しばらくしてその街を出てしまったから、彼とはそれっきりだけど、元気にしているといいな。
恋愛は上手くいかないけど、冒険者としての活動も、旅をするのも楽しい。
「ユーリ、お前確かオスティ王国出身だよな? ヒュドラが出たとかで大変なことになっているんだが、討伐に参加してくれたりはしないよな?」
ギルドに行くと、ギルマスに呼ばれてそんな話をされた。ギルマスに呼ばれることは珍しくはない。高ランクの場合は長期残っている案件や、それ以外にも面倒な依頼の相談をされることがあるからだ。
しかし今まではオスティ王国の依頼は全て断っていた。俺でなくても他の高ランクが対応すればいいし、オスティ王国の近くで活動することはほとんどなかったから、声もかからなかった。ここだってそう近い場所ではない。

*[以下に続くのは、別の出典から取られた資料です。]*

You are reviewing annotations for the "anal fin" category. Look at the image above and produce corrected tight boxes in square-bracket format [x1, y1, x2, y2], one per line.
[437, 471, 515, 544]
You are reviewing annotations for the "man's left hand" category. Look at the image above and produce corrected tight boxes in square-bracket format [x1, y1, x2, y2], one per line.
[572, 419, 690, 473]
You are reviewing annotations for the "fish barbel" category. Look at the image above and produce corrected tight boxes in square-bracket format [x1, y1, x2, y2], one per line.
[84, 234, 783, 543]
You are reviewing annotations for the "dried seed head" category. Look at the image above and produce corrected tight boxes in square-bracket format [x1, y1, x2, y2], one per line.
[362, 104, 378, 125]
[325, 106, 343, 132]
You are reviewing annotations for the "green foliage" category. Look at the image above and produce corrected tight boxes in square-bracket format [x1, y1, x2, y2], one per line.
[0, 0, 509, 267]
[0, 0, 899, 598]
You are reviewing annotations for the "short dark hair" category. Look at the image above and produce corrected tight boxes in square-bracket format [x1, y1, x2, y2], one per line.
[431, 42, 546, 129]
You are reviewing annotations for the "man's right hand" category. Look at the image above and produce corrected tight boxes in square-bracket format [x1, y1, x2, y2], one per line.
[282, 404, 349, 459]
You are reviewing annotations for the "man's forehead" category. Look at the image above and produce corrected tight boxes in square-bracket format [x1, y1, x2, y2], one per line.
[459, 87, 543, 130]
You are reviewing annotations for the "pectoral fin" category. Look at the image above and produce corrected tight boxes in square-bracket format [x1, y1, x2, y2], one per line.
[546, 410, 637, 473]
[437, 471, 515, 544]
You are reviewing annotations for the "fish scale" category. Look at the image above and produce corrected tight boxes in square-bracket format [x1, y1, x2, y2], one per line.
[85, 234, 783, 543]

それなのになぜ? ヒュドラだからか? きっともう何人も冒険者を送り込んで失敗しているんだろう。
「ヒュドラか……どの辺りですか?」
「クレスターニ領とロヴェーレ領の間にある森だそうだ」
クレスターニ領だと? 俺はもうオスティ王国の地は一生踏まないと決めていたがクレスターニ領は俺の家族がいる。勝手なことをして飛び出したが、家族に恨みはないし、日本の記憶を持っている俺なんかを大切に育ててくれた。
「クレスターニ領は出身地なんだ。行く。今回だけだ」
「そうか。実はな、ただのヒュドラじゃないって話が出ている。国の騎士団でも対応できなかったそうだ。今のところ人里まで出てきてはいないから、森に入った奴以外に被害はない。だがいつ出てきてもおかしくない」
「分かった。すぐに発つ」
普通のヒュドラではないから俺まで話が回ってきたのか。まあいい。ヒュドラなら一度戦ったことがある。
ヒュドラを倒したら、ついでに実家に寄って謝罪だけはしよう。まさかモンターレ侯爵家に圧力をかけられて潰されかけていることはないよな?